Depende mucho sobre qué canción hablemos, pero diría que en general la escritura y composición de las canciones estuvo equitativamente compartida. Tampoco hay una regla escrita ni un porcentaje acordado de cuánto debe aportar cada uno al resultado final del disco, pero sí que tengo la firme sensación de que éste probablemente sea nuestro trabajo más colaborativo. Siempre hay excepciones, claro, pues también hay canciones en las que hemos querido plasmar nuestro sello más personal y no dejar que otros interfieran demasiado en ellas, como es lógico.
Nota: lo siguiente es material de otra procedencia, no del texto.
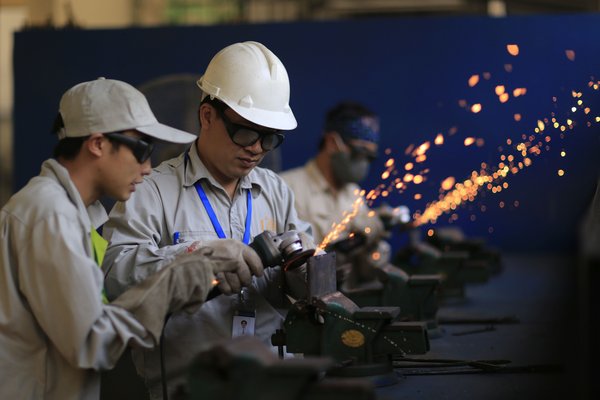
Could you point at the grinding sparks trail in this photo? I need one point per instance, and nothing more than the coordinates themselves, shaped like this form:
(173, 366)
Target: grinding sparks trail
(455, 194)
¿Abriría esto la puerta a una carrera en solitario de Igor Haefeli?

Bueno, yo siempre estoy recopilando ideas nuevas y trabajando en ellas, así que quién sabe. El futuro dirá.

No podemos terminar la entrevista sin que te pregunte sobre esa reflexión en la que decías que este álbum trata de convencernos de que “no creamos en lo absoluto”. ¿A qué te referías exactamente con eso?

Vale, ésta es una pregunta bastante intensa. ¿Te la has guardado para el final, eh? [risas]. Con respecto a no creer en lo absoluto hago referencia a la cara más agridulce del disco, pues muchas de sus letras tienen ese lado amable y cálido que te acoge pero que por otro lado muestran una serie de colores amargos y muy difíciles de digerir. A medida que te haces mayor dejas de creer que hay una única forma de admirar un determinado acontecimiento o experiencia. De hecho, te das cuenta de que hay como cientos de formas diferentes de entender y mirar a una misma cosa. Tus sentimientos no son los únicos, y además puedes hasta sentir muchas y muy diversas cosas al mismo tiempo y no entender del todo bien qué está sucediéndote ni qué es lo que te ha llevado a sentirte de esta forma. El mensaje final del álbum trata de capturar esa contradicción, normalizarla y transmitir que, en lo que respecta a sentimientos, nunca se puede dar nada por sentado porque estos pertenecen a un universo complejísimo y lleno de conflictos.

¿Siempre tuvisteis claro que, pese a todo, Daughter tenía que continuar?

Definitivamente, nunca fue fácil creer que este álbum fuera a llevarse a término, pero dentro de mí siempre pensé que lo haría. Se dieron muchas circunstancias para ponernos en lo peor, como la situación en sí en la que tuvimos que componer el álbum, con grandes distancias entre nosotros, como comentábamos antes, y demás. Pero los tres siempre tuvimos siempre claro que esto iba a funcionar. Sabemos que somos capaces de hacer muy buena música juntos y nos hace muy felices poder seguir demostrándolo, siete años después.